Geography textbook changed after Crimea row
A geography textbook that prompted a complaint from the Ukrainian embassy for showing Crimea as part of Russia has been changed.
Oxford University Press (OUP) was criticised for descriptions and maps of the peninsula in its Geog.3 title.
Now the publisher has said following feedback from customers its updated textbook "explains the situation in Crimea in more detail".
The Ukrainian embassy said OUP has "corrected its serious mistakes".
The earlier version of the textbook, which is aimed at pupils studying Key Stage 3 and was withdrawn from sale in October, said Russia "took [Crimea] from Ukraine in 2014".
It showed the territory as a different colour from Ukraine on maps and noted that its citizens "voted for it to become part of Russia".
'A grave mistake'
But in a letter sent last year Ukrainian diplomat Igor Kyzym described the vote as a "sham" that "has never been recognised by the international community".
He added that the textbook "misleads" students and the descriptions of Crimea were "a grave mistake by the editors".
In a statement on its website the Ukrainian embassy said the new version "points out that under international law Crimea is part of Ukraine".
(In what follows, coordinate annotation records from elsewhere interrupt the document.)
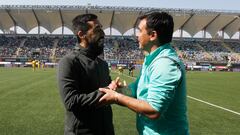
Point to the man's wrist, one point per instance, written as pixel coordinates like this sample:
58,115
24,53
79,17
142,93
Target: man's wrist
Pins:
117,95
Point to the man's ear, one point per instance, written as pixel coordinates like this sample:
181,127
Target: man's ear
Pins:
81,34
153,35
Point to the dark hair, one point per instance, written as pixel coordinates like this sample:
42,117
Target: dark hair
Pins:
79,23
162,23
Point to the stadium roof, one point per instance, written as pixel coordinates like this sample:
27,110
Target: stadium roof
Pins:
121,18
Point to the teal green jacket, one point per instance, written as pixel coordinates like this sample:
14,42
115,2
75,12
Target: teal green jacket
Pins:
162,84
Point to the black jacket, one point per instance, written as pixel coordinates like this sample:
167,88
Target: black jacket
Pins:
80,74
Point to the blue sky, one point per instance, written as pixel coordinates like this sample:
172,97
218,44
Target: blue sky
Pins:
186,4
A spokesperson for Oxford University Press said the textbook now gives "more details about the events of 2014 and the reaction of the international community".
Kremlin-backed forces seized control of Crimea in 2014 after Ukraine's pro-Moscow president Viktor Yanukovych was driven from power.
The territory, which has a Russian-speaking majority, then voted to join Russia in a referendum that Ukraine and the West deem illegal.